Prediction of 5G system latency contribution for 5GC network functions

Detta är en Master-uppsats från KTH/Skolan för elektroteknik och datavetenskap (EECS)

Sammanfattning: End-to-end delay measurement is deemed crucial for network models at all times as it acts as a pivotal metric of the model’s effectiveness, assists in delineating its performance ceiling, and stimulates further refinement and enhancement. This premise holds true for 5G Core Network (5GC) models as well. Commercial 5G models, with their intricate topological structures and requirement for reduced latencies, necessitate an effective model to anticipate each server’s current latency and load levels. Consequently, the introduction of a model for estimating the present latency and load levels of each network element server would be advantageous. The central content of this article is to record and analyze the packet data and CPU load data of network functions running at different user counts as operational data, with the data from each successful operation of a service used as model data for analyzing the relationship between latency and CPU load.
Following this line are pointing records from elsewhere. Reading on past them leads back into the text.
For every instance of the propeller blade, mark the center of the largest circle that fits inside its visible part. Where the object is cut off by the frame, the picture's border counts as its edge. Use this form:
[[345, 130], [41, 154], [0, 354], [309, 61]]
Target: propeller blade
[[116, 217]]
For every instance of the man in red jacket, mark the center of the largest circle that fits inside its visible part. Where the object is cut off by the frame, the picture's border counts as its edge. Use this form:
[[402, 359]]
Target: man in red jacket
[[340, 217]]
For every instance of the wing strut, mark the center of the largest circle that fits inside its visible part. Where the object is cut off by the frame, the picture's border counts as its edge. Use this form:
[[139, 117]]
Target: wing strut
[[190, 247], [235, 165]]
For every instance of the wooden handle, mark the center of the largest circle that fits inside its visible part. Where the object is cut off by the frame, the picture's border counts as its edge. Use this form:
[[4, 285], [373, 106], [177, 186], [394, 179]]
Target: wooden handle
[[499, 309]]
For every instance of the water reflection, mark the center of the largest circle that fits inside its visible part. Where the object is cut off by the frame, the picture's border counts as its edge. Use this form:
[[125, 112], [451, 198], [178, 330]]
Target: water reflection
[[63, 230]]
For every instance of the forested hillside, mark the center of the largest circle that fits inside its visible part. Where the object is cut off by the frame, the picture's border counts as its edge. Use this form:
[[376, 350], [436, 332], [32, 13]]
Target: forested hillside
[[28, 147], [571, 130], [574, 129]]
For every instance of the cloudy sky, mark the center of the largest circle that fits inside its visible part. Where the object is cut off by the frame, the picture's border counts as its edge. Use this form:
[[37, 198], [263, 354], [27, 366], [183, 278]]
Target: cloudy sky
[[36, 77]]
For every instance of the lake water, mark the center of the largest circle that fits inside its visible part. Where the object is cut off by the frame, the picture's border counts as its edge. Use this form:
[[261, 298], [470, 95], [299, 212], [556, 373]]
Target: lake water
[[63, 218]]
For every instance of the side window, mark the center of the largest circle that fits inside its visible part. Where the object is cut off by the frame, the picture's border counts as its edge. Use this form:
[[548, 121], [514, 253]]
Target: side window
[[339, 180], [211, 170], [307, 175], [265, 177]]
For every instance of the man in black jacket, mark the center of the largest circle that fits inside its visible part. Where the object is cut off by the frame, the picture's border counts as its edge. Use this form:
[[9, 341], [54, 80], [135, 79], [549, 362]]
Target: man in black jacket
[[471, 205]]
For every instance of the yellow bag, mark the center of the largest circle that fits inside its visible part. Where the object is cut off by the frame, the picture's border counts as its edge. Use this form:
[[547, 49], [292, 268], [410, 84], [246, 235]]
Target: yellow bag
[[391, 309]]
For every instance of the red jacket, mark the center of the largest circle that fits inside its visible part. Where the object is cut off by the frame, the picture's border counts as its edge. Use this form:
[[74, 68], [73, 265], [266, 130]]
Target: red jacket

Particular emphasis is placed on the end-to-end latency of the PDU session establishment scenario on two core functions - the Access and Mobility Management Function (AMF) and the Session Management Function (SMF). Through this methodology, a more accurate model has been developed to review the latency of servers and nodes when used by up to 650, 000 end users. This approach has provided new insights for network level testing, paving the way for a comprehensive understanding of network performance under various conditions. These conditions include strategies such as "sluggish start" and "delayed TCP confirmation" for flow control, or overload situations where the load of network functions exceeds 80%. It also identifies the optimal performance range.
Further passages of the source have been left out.